Aliás, o autor critica a tradicional concepção de gerações de direitos. Na sua leitura,
de acordo com esta concepção, uma geração posterior de direitos materiais teria a garantia de
seus direitos dependente da incorporação de direitos processuais da geração anterior mais um
acréscimo. Assim, os direitos materiais de primeira geração, quais sejam, os direitos de
liberdade, estariam suficientemente garantidos por direitos processuais tais como a ação
judicial individual, e os direitos de segunda geração teriam sua garantia dependente desses
direitos processuais mais um acréscimo tal como o controle judicial da omissão
inconstitucional dos Poderes. Contudo, ele observa que os direitos de primeira geração
também precisavam desse acréscimo para ser garantidos, o que revela que não há direitos
públicos subjetivos prontos para uso, e que todos os direitos, enquanto instituições, estão
sujeitos à reforma para conservarem sua garantia.

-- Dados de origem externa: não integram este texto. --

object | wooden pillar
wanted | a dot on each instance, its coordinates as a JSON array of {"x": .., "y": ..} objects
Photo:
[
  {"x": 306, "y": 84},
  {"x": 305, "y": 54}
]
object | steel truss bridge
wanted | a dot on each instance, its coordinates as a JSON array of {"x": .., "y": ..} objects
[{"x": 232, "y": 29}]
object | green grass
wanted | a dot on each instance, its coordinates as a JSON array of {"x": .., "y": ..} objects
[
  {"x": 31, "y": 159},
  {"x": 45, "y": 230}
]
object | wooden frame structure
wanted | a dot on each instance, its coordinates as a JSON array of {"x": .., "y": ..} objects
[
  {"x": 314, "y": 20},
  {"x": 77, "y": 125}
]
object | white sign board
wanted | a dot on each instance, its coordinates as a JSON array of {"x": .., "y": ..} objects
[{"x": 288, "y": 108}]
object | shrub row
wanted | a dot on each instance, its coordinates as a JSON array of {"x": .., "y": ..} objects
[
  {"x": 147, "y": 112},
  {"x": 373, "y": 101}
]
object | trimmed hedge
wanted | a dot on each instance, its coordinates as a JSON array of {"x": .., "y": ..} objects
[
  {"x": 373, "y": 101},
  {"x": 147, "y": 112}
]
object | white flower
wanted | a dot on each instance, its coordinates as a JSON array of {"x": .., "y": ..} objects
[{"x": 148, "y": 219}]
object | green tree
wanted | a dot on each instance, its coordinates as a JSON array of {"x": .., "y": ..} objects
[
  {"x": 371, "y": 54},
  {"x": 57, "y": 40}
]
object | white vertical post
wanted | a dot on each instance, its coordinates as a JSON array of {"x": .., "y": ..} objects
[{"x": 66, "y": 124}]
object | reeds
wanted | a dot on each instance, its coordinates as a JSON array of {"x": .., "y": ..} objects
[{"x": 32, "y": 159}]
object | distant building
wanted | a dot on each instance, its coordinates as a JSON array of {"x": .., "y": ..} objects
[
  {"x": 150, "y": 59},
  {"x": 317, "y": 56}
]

O fragmento textual leva à uma profunda reflexão sobre como o constitucionalismo
pode provocar transformações na estrutura social, sob a linha de pensamento do
experimentalismo democrático. Pode se extrair desta reflexão que, diante do aumento da
comunicabilidade entre os sistemas sociais através do aumento da abrangência dos
acoplamentos estruturais, observa-se, de fato, que o tradicional modelo de classificação de
direitos materiais (cada classe correspondendo a um sistema social) tornou-se obsoleta,
sobretudo porque, no constitucionalismo contemporâneo (que abrange não só a constituição
mas também regimes protoconstitucionais), os sistemas sociais para além do Direito e da
Política não podem funcionar prescindindo da lógica do contrato e da propriedade. Assim, as
transformações estruturais de cada sistema social, a ser perquirida pela constituição e pelos
regimes protoconstitucionais, passa a depender da transformação estrutural do contrato e da
propriedade, ou seja, da sua lógica, o que, ao fim e ao cabo significa o desafio de mexer no
vespeiro do direito privado.
Lucas Fucci Amato, brasileiro, é jurista. Atua como professor na Universidade de São
Paulo. Tem como principais campos de estudo a Teoria do Direito (positivismo, formalismo e
realismo jurídico), a Filosofia do Direito (republicanismo, liberalismo e pragmatismo) e a
Sociologia Jurídica (Max Weber, Niklas Luhmann e Roberto Mangabeira Unger).